This interactive demonstration, developed by Dr Robert Woodward, former Hub research associate, uses a Raspberry Pi processor connected with LEDs, switches and light-dependent resistors to clearly explain the principle behind measurement-device-independent quantum key distribution (MDI QKD).
MDI QKD is a novel quantum communication protocol which allows two users (a transmitter “Alice” and a receiver “Bob”) to communicate with perfect security, even if the (measurement) hardware they are using has been tampered with (e.g. by an eavesdropper) and thus is not trusted. This is achieved by measuring correlations between signals from Alice and Bob, rather than the actual signals themselves.

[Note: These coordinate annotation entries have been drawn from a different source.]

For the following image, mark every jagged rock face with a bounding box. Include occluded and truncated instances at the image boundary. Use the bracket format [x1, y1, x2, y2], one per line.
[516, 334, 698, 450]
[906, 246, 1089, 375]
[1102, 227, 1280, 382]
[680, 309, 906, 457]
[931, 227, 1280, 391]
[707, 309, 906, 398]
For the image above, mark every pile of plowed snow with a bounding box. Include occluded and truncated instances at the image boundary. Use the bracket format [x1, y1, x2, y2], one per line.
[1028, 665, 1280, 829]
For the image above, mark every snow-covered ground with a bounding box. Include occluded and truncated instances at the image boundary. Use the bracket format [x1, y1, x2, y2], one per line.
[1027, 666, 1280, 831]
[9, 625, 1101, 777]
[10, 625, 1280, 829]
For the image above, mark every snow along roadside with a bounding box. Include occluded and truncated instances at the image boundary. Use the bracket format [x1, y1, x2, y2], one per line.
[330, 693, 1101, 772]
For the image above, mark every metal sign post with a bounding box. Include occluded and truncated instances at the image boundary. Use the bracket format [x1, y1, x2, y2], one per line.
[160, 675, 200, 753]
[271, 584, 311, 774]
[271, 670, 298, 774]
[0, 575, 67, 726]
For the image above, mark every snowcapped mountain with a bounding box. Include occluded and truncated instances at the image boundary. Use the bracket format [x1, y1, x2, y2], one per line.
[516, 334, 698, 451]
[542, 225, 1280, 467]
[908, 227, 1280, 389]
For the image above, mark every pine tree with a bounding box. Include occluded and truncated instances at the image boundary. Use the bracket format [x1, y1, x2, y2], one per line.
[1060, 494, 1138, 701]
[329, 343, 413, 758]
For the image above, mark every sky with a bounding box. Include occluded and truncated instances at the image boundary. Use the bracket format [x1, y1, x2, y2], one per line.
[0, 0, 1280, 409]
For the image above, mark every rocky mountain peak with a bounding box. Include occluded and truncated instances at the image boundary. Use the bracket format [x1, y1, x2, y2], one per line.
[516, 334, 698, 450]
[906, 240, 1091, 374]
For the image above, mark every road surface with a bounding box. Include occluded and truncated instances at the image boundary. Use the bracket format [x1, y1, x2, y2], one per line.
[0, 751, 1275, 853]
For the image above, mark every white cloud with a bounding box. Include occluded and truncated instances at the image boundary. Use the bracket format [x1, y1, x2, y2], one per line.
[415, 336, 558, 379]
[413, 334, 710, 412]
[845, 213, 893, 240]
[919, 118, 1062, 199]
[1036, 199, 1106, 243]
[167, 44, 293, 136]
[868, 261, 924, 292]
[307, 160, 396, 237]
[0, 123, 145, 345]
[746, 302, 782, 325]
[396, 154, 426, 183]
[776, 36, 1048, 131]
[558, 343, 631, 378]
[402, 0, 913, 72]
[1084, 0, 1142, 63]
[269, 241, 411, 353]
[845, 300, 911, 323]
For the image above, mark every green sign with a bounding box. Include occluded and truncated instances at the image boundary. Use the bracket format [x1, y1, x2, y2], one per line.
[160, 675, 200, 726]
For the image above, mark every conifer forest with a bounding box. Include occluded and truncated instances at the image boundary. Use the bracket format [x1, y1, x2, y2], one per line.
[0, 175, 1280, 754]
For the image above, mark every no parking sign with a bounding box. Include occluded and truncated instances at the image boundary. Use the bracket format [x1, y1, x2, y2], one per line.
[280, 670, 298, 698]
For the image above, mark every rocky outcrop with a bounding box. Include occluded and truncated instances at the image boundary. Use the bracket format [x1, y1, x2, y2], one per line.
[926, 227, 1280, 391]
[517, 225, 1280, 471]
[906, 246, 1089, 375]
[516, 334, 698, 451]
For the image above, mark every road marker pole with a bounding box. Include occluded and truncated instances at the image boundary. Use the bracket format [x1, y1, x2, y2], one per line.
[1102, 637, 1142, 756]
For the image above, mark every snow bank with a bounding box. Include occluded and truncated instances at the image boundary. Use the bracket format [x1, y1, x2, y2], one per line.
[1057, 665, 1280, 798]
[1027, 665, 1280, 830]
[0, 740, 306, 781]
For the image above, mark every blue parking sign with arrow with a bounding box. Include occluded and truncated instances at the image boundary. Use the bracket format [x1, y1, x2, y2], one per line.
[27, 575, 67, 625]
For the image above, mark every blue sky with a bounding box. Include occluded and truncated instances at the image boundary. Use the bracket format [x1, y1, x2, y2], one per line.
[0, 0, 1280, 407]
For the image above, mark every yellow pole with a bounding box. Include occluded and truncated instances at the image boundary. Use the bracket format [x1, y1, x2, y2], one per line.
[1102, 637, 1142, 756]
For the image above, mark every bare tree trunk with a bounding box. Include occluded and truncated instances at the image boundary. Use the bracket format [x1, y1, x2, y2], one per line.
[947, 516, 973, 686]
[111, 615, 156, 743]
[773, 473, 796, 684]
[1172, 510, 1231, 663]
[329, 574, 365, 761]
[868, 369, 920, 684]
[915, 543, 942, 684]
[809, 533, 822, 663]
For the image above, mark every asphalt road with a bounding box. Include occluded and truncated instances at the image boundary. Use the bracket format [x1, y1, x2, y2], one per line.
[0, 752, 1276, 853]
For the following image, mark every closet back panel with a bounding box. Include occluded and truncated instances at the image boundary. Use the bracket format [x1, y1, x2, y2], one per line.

In practice, researchers use polarisation or phase as the property of light that the two users change throughout this demonstration to indicate a bit value of 0 or bit value of 1. For illustrative purposes, this demonstration uses colour instead: a blue particle of light = bit 0 and red particle of light = bit 1. The aim of MDI QKD is to generate a random string of bits for both Alice and Bob that only they know. They can then use this secret key to encrypt messages they send to each other, knowing that only they share the keys to encrypt/decrypt the message and this procedure cannot be hacked, even if an eavesdropper has unlimited computational power (e.g. an advanced quantum computer).